We developers should recognise that we suffer from a number of quite harmful pathologies when dealing with legacy code:

  • We are highly (and often overly) critical of older patterns and technologies. “You’re not using a relational database?!? NoSQL is far far better!” “I can’t believe this uses XML! So verbose! JSON would have been a much better choice.”
  • We think that the current shiny best way is the end of history; that it will never be superseded or seen to be suspect with hindsight.

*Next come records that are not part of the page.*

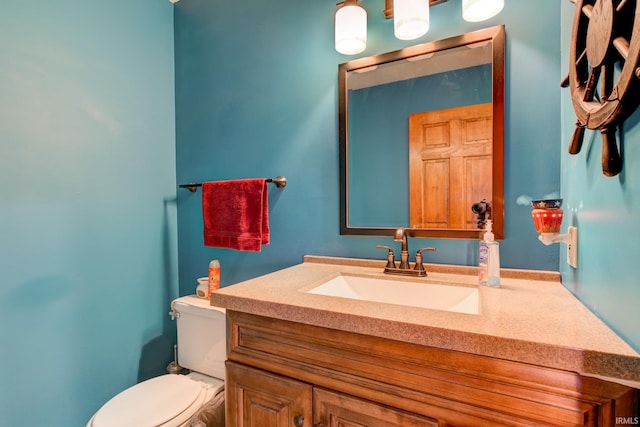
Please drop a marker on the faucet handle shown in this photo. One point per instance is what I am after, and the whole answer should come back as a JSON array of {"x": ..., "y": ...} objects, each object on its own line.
[
  {"x": 419, "y": 265},
  {"x": 391, "y": 261}
]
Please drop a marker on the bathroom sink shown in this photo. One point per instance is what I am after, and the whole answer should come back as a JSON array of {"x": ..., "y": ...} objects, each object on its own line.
[{"x": 413, "y": 293}]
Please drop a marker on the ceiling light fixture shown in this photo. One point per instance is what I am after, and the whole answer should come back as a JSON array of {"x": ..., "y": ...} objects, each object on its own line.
[
  {"x": 410, "y": 20},
  {"x": 350, "y": 28}
]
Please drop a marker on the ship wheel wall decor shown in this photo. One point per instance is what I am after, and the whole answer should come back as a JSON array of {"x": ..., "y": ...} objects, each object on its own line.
[{"x": 603, "y": 72}]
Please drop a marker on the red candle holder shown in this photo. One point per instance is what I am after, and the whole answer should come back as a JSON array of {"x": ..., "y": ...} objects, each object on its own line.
[{"x": 547, "y": 215}]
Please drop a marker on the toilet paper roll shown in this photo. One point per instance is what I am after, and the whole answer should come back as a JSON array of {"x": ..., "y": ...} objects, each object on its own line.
[{"x": 203, "y": 287}]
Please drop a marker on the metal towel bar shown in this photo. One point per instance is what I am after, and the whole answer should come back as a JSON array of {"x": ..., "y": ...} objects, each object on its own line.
[{"x": 279, "y": 181}]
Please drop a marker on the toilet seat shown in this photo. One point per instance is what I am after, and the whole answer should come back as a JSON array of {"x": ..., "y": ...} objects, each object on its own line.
[{"x": 167, "y": 401}]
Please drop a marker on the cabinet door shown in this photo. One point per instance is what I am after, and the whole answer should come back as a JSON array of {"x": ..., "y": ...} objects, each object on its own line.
[
  {"x": 256, "y": 398},
  {"x": 332, "y": 410}
]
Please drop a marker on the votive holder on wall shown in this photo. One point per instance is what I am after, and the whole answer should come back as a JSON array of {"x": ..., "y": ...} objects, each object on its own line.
[{"x": 547, "y": 217}]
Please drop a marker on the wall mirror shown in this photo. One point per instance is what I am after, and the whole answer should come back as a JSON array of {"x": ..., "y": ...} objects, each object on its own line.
[{"x": 422, "y": 137}]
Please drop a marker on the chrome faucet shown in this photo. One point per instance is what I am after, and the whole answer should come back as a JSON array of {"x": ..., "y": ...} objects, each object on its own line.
[
  {"x": 404, "y": 268},
  {"x": 401, "y": 236}
]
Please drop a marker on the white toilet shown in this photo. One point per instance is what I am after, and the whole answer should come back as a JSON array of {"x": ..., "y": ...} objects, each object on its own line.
[{"x": 171, "y": 400}]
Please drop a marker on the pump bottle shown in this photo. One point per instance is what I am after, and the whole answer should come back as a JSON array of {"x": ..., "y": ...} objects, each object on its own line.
[{"x": 489, "y": 259}]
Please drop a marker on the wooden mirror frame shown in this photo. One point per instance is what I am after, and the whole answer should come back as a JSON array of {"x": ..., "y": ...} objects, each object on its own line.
[{"x": 496, "y": 35}]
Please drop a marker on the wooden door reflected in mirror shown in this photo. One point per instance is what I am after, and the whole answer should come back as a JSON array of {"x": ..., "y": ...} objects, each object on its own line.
[
  {"x": 421, "y": 138},
  {"x": 450, "y": 166}
]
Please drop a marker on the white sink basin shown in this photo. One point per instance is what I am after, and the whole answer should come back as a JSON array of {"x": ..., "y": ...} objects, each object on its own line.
[{"x": 413, "y": 293}]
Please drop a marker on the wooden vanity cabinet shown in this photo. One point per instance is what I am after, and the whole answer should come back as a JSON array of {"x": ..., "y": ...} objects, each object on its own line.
[{"x": 281, "y": 373}]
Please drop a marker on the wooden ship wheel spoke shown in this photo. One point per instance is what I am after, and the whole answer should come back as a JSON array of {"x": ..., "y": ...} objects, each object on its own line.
[{"x": 603, "y": 72}]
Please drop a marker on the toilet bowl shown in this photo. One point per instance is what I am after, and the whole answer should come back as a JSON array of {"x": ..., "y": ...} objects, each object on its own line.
[{"x": 171, "y": 400}]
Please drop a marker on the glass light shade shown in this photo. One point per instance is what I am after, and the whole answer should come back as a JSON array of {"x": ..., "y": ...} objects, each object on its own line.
[
  {"x": 351, "y": 29},
  {"x": 410, "y": 18},
  {"x": 479, "y": 10}
]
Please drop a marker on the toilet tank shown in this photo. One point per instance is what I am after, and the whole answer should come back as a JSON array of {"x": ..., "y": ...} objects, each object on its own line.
[{"x": 202, "y": 336}]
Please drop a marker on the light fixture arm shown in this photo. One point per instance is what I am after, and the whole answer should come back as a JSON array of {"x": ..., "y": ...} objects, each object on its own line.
[{"x": 388, "y": 6}]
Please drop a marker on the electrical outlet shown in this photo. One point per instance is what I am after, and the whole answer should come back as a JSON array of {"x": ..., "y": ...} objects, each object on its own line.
[{"x": 572, "y": 247}]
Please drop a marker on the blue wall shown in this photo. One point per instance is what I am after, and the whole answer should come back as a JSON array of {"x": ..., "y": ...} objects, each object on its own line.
[
  {"x": 87, "y": 204},
  {"x": 607, "y": 213},
  {"x": 256, "y": 95}
]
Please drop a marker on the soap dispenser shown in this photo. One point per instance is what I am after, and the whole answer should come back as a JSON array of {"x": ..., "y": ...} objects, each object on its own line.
[{"x": 489, "y": 259}]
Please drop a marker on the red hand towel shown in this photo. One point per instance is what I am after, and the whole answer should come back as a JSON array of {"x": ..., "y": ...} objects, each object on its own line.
[{"x": 236, "y": 214}]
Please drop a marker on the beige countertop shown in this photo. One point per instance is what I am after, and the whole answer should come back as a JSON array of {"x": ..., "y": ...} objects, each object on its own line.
[{"x": 531, "y": 318}]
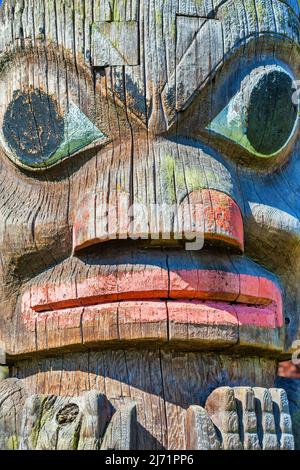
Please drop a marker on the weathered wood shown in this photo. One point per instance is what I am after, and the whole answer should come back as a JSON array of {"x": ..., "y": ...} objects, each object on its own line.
[{"x": 149, "y": 222}]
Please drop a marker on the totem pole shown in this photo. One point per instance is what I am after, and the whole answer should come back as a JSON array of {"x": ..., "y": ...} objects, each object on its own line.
[{"x": 149, "y": 222}]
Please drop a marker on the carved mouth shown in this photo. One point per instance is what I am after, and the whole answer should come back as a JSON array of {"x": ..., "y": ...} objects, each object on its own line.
[{"x": 153, "y": 294}]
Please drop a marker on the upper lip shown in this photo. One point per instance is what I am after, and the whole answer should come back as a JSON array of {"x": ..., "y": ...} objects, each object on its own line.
[{"x": 247, "y": 283}]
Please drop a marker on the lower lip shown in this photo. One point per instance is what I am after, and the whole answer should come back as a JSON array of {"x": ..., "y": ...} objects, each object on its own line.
[{"x": 153, "y": 295}]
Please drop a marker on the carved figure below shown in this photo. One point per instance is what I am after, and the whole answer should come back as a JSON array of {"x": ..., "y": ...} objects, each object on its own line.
[{"x": 149, "y": 224}]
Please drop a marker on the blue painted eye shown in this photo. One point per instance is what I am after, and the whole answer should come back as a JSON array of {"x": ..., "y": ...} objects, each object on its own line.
[
  {"x": 37, "y": 135},
  {"x": 262, "y": 116}
]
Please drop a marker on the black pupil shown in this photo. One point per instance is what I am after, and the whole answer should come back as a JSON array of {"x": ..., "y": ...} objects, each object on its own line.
[
  {"x": 271, "y": 113},
  {"x": 33, "y": 127}
]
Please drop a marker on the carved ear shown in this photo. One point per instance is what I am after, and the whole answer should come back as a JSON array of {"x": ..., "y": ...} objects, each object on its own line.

  • We absolutely must ritually rubbish whoever came before us. Better still if they are no longer around to defend themselves. There’s a brilliant Dilbert cartoon for this.
  • We despise working on legacy code and will do almost anything to carve something greenfield out of an assignment, even if it makes no sense within the existing architecture.
  • Rather than try to understand legacy code, how it works and the motivations that created it, we throw up our hands in despair and declare that the whole thing needs to be rewritten.

If you find yourself suggesting a radical change to an existing application, especially if you use the argument that, “we will refactor it to the new pattern over time.” Consider that you may never complete that refactoring, and think about what the application will look like with two different ways of doing the same thing. Will this aid those coming after you, or hinder them? What happens if your way turns out to be sub-optimal? Will replacing it be easy? Or would it have been better to leave the older, but more consistent code in place? Is WidgetFinder better for having four entirely separate ways of getting data from the database to the UI, or would it have been easier to understand and maintain with one? Try and have some sympathy and understanding for those who came before you. There was probably a good reason for why things were done the way they were. Be especially sympathetic to consistency, even if you don’t necessarily agree with the design or technology choices.